Identifying New Isatin Derivatives with GSK-3β Inhibition Capacity through Molecular Docking and Bioassays

The semi-synthesis of 11 isatin derivatives was achieved through bimolecular nucleophilic substitution and click chemistry. Seven new compounds were obtained. All chemical structures were determined by infrared spectroscopy (IR), nuclear magnetic resonance spectrometry (NMR) and high-resolution mass spectrometry (HRMS) data. These derivatives were evaluated for their anti-GSK-3b activity and all isatin derivatives (N-alkyl and 1,2,3-triazolic) exhibited strong inhibitory activity, with 2b and 4h exhibiting remarkable potency. In addition, docking studies were performed with 2b and 2e models to unravel the molecular mechanism underlying the polar interactions on the GSK-3b ATP-binding site.
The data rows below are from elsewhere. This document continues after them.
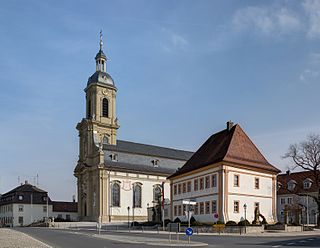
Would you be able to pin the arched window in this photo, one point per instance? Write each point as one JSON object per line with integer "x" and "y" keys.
{"x": 157, "y": 194}
{"x": 137, "y": 195}
{"x": 105, "y": 140}
{"x": 105, "y": 107}
{"x": 115, "y": 194}
{"x": 89, "y": 110}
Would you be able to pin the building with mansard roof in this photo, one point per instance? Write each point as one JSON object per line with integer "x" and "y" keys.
{"x": 228, "y": 179}
{"x": 27, "y": 204}
{"x": 118, "y": 179}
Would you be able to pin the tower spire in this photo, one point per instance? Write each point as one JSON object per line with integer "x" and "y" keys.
{"x": 101, "y": 42}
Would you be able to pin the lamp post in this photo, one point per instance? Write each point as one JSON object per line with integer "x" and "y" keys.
{"x": 245, "y": 217}
{"x": 128, "y": 217}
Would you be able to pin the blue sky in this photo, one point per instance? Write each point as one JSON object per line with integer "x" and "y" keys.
{"x": 182, "y": 68}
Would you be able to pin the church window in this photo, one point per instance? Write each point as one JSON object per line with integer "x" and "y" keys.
{"x": 113, "y": 157}
{"x": 155, "y": 162}
{"x": 214, "y": 180}
{"x": 20, "y": 208}
{"x": 236, "y": 181}
{"x": 89, "y": 110}
{"x": 157, "y": 194}
{"x": 105, "y": 107}
{"x": 184, "y": 188}
{"x": 256, "y": 183}
{"x": 179, "y": 210}
{"x": 307, "y": 183}
{"x": 137, "y": 195}
{"x": 207, "y": 182}
{"x": 189, "y": 186}
{"x": 213, "y": 206}
{"x": 116, "y": 194}
{"x": 207, "y": 207}
{"x": 105, "y": 140}
{"x": 257, "y": 205}
{"x": 236, "y": 206}
{"x": 201, "y": 183}
{"x": 195, "y": 184}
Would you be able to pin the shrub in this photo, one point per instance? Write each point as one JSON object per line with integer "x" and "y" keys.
{"x": 192, "y": 220}
{"x": 166, "y": 222}
{"x": 135, "y": 223}
{"x": 231, "y": 223}
{"x": 244, "y": 223}
{"x": 177, "y": 220}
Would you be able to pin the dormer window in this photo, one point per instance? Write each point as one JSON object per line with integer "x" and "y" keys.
{"x": 307, "y": 183}
{"x": 155, "y": 162}
{"x": 113, "y": 157}
{"x": 105, "y": 107}
{"x": 291, "y": 185}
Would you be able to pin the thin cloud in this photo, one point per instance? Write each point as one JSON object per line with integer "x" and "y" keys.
{"x": 174, "y": 40}
{"x": 268, "y": 21}
{"x": 312, "y": 10}
{"x": 311, "y": 74}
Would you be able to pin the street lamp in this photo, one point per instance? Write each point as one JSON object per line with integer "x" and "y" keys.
{"x": 245, "y": 217}
{"x": 128, "y": 216}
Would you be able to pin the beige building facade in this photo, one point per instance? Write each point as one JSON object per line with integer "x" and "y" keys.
{"x": 228, "y": 178}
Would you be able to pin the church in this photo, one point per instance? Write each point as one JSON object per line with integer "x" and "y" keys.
{"x": 118, "y": 180}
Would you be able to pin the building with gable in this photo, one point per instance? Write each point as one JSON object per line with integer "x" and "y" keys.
{"x": 295, "y": 202}
{"x": 27, "y": 204}
{"x": 228, "y": 178}
{"x": 117, "y": 179}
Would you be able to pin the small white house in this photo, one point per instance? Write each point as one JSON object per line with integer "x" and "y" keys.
{"x": 295, "y": 198}
{"x": 228, "y": 178}
{"x": 27, "y": 204}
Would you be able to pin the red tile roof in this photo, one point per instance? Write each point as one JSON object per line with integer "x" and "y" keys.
{"x": 298, "y": 177}
{"x": 58, "y": 206}
{"x": 227, "y": 146}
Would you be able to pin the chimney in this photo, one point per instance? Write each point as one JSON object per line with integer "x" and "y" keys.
{"x": 229, "y": 125}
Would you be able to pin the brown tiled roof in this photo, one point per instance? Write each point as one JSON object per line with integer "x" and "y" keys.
{"x": 58, "y": 206}
{"x": 227, "y": 146}
{"x": 298, "y": 177}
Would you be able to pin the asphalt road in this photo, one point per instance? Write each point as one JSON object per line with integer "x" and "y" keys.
{"x": 84, "y": 238}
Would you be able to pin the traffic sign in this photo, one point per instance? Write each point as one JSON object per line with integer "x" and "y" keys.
{"x": 189, "y": 231}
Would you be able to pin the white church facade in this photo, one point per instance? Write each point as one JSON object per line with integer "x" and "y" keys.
{"x": 118, "y": 180}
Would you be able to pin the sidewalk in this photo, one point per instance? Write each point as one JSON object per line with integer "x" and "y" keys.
{"x": 150, "y": 241}
{"x": 12, "y": 238}
{"x": 264, "y": 234}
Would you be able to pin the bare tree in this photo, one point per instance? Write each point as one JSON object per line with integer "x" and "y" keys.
{"x": 306, "y": 155}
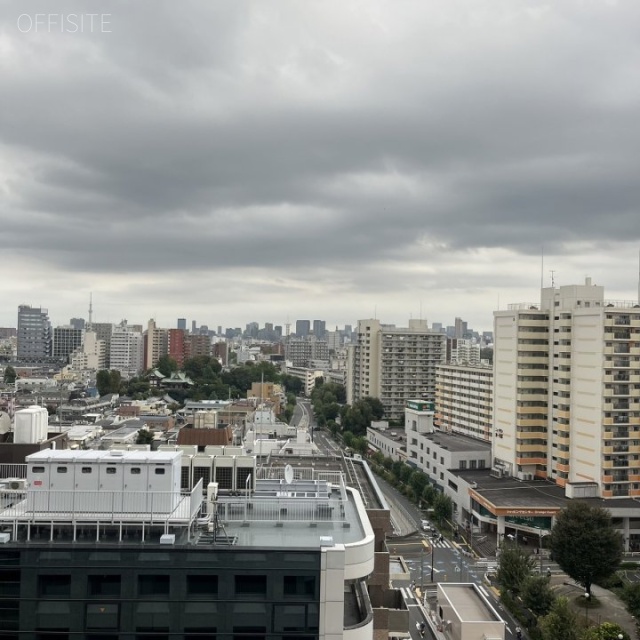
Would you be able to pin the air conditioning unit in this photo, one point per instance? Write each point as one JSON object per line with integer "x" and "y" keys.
{"x": 14, "y": 484}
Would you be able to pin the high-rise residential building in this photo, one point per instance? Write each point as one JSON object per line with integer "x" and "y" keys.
{"x": 464, "y": 400}
{"x": 34, "y": 334}
{"x": 156, "y": 344}
{"x": 197, "y": 345}
{"x": 176, "y": 345}
{"x": 77, "y": 323}
{"x": 319, "y": 329}
{"x": 394, "y": 364}
{"x": 300, "y": 351}
{"x": 566, "y": 406}
{"x": 91, "y": 355}
{"x": 66, "y": 340}
{"x": 127, "y": 350}
{"x": 461, "y": 351}
{"x": 303, "y": 328}
{"x": 103, "y": 332}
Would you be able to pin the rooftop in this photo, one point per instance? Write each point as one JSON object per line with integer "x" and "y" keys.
{"x": 511, "y": 493}
{"x": 458, "y": 443}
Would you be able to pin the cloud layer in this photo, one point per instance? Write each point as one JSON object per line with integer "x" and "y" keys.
{"x": 258, "y": 160}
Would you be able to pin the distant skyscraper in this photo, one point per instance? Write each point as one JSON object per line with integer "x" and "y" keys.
{"x": 34, "y": 333}
{"x": 319, "y": 329}
{"x": 77, "y": 323}
{"x": 303, "y": 327}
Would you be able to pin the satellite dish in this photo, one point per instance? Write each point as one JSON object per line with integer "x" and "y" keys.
{"x": 288, "y": 474}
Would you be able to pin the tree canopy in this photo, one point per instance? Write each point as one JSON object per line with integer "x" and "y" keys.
{"x": 585, "y": 544}
{"x": 514, "y": 567}
{"x": 108, "y": 381}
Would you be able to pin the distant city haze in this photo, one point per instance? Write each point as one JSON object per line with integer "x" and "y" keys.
{"x": 243, "y": 161}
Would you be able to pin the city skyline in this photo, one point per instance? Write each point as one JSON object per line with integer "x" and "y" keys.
{"x": 232, "y": 162}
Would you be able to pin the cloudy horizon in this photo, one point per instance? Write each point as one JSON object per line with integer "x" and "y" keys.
{"x": 264, "y": 161}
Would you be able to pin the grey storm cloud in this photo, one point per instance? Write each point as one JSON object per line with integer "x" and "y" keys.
{"x": 333, "y": 138}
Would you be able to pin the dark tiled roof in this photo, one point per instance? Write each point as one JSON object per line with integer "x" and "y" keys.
{"x": 204, "y": 437}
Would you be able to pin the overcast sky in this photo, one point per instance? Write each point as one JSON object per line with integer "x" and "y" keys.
{"x": 230, "y": 161}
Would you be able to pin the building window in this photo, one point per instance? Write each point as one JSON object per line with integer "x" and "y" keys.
{"x": 153, "y": 585}
{"x": 299, "y": 586}
{"x": 106, "y": 585}
{"x": 102, "y": 616}
{"x": 251, "y": 585}
{"x": 202, "y": 586}
{"x": 54, "y": 586}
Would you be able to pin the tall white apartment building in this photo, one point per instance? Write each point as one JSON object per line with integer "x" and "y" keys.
{"x": 127, "y": 350}
{"x": 66, "y": 340}
{"x": 462, "y": 351}
{"x": 92, "y": 354}
{"x": 464, "y": 400}
{"x": 394, "y": 364}
{"x": 567, "y": 391}
{"x": 156, "y": 344}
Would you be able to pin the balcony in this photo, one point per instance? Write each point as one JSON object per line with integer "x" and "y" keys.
{"x": 358, "y": 612}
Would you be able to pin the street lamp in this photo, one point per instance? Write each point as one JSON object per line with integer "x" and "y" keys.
{"x": 587, "y": 595}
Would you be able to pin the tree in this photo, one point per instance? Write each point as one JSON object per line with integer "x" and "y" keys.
{"x": 144, "y": 436}
{"x": 585, "y": 544}
{"x": 10, "y": 375}
{"x": 514, "y": 567}
{"x": 560, "y": 622}
{"x": 605, "y": 631}
{"x": 537, "y": 595}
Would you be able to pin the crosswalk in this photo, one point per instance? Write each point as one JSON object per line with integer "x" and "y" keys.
{"x": 445, "y": 544}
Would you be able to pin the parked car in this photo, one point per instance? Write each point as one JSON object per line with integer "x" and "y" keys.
{"x": 427, "y": 526}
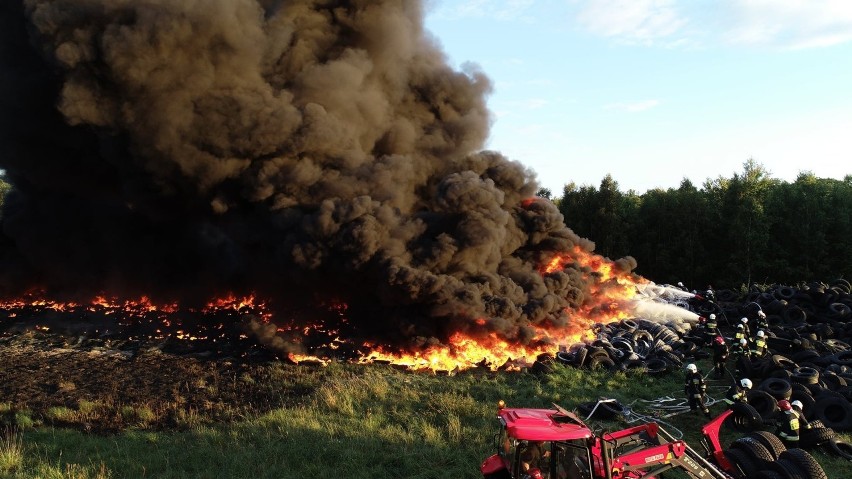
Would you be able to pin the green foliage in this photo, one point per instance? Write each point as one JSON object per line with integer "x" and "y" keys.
{"x": 359, "y": 422}
{"x": 749, "y": 226}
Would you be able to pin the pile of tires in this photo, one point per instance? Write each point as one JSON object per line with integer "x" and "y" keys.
{"x": 810, "y": 357}
{"x": 762, "y": 455}
{"x": 633, "y": 344}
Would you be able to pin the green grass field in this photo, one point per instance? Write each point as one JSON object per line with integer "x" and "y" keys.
{"x": 370, "y": 422}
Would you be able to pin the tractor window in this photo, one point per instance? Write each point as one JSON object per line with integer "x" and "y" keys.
{"x": 532, "y": 455}
{"x": 571, "y": 461}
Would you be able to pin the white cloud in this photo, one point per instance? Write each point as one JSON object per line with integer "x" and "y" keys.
{"x": 633, "y": 107}
{"x": 794, "y": 24}
{"x": 644, "y": 21}
{"x": 503, "y": 10}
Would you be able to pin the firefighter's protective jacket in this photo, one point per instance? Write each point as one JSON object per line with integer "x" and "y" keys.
{"x": 788, "y": 426}
{"x": 735, "y": 394}
{"x": 694, "y": 385}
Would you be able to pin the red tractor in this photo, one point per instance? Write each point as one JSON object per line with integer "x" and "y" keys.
{"x": 556, "y": 444}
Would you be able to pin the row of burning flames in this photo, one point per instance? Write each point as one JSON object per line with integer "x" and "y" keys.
{"x": 611, "y": 291}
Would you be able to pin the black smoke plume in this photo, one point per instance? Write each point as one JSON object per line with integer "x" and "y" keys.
{"x": 309, "y": 151}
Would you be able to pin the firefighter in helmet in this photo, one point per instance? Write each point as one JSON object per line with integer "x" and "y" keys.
{"x": 788, "y": 424}
{"x": 720, "y": 356}
{"x": 758, "y": 349}
{"x": 695, "y": 389}
{"x": 738, "y": 392}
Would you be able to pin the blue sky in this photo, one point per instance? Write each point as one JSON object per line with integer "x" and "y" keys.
{"x": 654, "y": 91}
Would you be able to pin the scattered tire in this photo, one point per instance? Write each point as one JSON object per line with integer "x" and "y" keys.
{"x": 805, "y": 375}
{"x": 770, "y": 441}
{"x": 814, "y": 437}
{"x": 755, "y": 449}
{"x": 786, "y": 469}
{"x": 835, "y": 412}
{"x": 805, "y": 462}
{"x": 763, "y": 403}
{"x": 743, "y": 463}
{"x": 744, "y": 418}
{"x": 777, "y": 387}
{"x": 768, "y": 475}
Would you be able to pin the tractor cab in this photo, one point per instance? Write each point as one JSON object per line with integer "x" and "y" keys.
{"x": 550, "y": 443}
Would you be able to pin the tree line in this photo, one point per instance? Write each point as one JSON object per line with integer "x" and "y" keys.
{"x": 750, "y": 228}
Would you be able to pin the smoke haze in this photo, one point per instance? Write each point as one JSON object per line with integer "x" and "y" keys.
{"x": 308, "y": 151}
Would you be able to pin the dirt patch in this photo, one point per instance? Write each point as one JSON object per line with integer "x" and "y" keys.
{"x": 106, "y": 386}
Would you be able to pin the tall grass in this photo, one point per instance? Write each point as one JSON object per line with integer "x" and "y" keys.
{"x": 353, "y": 422}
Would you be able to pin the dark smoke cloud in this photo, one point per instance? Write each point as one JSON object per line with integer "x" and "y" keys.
{"x": 298, "y": 149}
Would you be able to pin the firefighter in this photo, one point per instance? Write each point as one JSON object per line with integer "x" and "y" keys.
{"x": 799, "y": 408}
{"x": 720, "y": 356}
{"x": 746, "y": 330}
{"x": 695, "y": 389}
{"x": 788, "y": 424}
{"x": 762, "y": 323}
{"x": 742, "y": 357}
{"x": 758, "y": 349}
{"x": 740, "y": 334}
{"x": 711, "y": 325}
{"x": 738, "y": 392}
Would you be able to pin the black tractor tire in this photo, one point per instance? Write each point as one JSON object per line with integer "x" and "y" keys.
{"x": 743, "y": 465}
{"x": 787, "y": 469}
{"x": 805, "y": 375}
{"x": 834, "y": 412}
{"x": 813, "y": 437}
{"x": 770, "y": 441}
{"x": 777, "y": 387}
{"x": 763, "y": 403}
{"x": 768, "y": 475}
{"x": 744, "y": 418}
{"x": 805, "y": 462}
{"x": 840, "y": 448}
{"x": 656, "y": 366}
{"x": 601, "y": 362}
{"x": 755, "y": 449}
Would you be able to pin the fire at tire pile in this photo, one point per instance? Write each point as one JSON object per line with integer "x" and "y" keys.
{"x": 809, "y": 356}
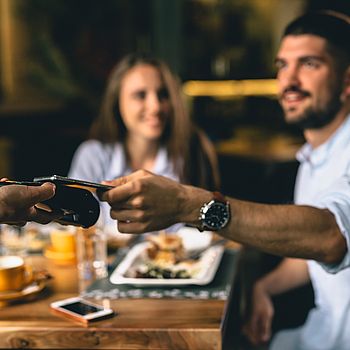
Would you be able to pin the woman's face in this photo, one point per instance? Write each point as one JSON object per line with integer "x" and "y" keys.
{"x": 144, "y": 102}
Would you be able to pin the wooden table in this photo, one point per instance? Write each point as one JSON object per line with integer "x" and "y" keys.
{"x": 140, "y": 323}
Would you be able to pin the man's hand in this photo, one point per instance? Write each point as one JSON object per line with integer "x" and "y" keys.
{"x": 17, "y": 204}
{"x": 144, "y": 202}
{"x": 258, "y": 327}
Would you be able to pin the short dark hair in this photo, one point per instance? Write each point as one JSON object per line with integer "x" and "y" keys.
{"x": 330, "y": 25}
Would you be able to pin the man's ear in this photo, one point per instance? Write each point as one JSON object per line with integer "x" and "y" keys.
{"x": 346, "y": 89}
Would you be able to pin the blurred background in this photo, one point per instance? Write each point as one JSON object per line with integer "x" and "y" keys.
{"x": 55, "y": 57}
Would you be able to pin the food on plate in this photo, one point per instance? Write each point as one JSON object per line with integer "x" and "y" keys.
{"x": 165, "y": 258}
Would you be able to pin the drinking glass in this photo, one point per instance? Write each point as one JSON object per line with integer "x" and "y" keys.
{"x": 91, "y": 257}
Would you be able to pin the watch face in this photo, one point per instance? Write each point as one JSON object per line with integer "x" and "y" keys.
{"x": 217, "y": 216}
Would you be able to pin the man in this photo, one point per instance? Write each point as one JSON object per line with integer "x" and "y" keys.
{"x": 314, "y": 91}
{"x": 17, "y": 203}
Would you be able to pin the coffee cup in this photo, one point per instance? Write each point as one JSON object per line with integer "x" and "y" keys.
{"x": 14, "y": 274}
{"x": 63, "y": 241}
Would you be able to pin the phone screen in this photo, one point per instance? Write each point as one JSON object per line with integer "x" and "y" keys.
{"x": 81, "y": 308}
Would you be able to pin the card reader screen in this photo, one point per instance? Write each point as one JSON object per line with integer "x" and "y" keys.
{"x": 81, "y": 308}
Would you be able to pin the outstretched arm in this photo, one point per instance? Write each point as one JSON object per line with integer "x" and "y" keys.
{"x": 144, "y": 202}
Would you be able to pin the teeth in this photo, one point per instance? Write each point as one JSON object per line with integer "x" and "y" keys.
{"x": 292, "y": 96}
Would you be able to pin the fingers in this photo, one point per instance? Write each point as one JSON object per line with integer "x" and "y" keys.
{"x": 265, "y": 330}
{"x": 40, "y": 193}
{"x": 43, "y": 217}
{"x": 125, "y": 187}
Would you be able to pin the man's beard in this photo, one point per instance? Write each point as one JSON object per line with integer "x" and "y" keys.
{"x": 317, "y": 119}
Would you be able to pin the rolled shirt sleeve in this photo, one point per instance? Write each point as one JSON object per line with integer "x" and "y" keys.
{"x": 337, "y": 200}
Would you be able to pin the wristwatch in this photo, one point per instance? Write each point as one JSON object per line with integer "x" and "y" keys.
{"x": 215, "y": 214}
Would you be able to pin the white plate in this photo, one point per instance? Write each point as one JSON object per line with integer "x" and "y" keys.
{"x": 207, "y": 267}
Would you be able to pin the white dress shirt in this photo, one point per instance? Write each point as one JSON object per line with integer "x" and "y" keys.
{"x": 323, "y": 181}
{"x": 96, "y": 161}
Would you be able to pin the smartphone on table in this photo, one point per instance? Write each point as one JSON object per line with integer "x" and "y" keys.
{"x": 81, "y": 310}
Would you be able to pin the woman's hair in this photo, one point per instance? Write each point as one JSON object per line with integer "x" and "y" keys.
{"x": 189, "y": 149}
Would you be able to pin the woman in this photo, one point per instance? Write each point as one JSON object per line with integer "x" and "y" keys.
{"x": 143, "y": 124}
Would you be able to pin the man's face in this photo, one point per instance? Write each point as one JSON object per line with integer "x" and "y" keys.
{"x": 309, "y": 88}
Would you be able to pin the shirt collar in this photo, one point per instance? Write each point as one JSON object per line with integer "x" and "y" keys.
{"x": 119, "y": 166}
{"x": 317, "y": 156}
本研究通过双分子亲核取代反应与点击化学方法，完成了11个靛红衍生物的半合成，共获得7种全新化合物。所有化合物的化学结构均通过红外光谱（infrared spectroscopy, IR）、核磁共振波谱（nuclear magnetic resonance spectrometry, NMR）及高分辨质谱（high-resolution mass spectrometry, HRMS）数据进行了确证。随后对这些衍生物的抗GSK-3b活性开展了评价，结果显示所有靛红衍生物（包括N-烷基取代型与1,2,3-三唑型）均表现出较强的抑制活性，其中化合物2b与4h的抑制活性尤为突出。此外，本研究以化合物2b和2e为模型进行了分子对接研究，以阐明其在GSK-3b ATP结合位点上的极性相互作用分子机制。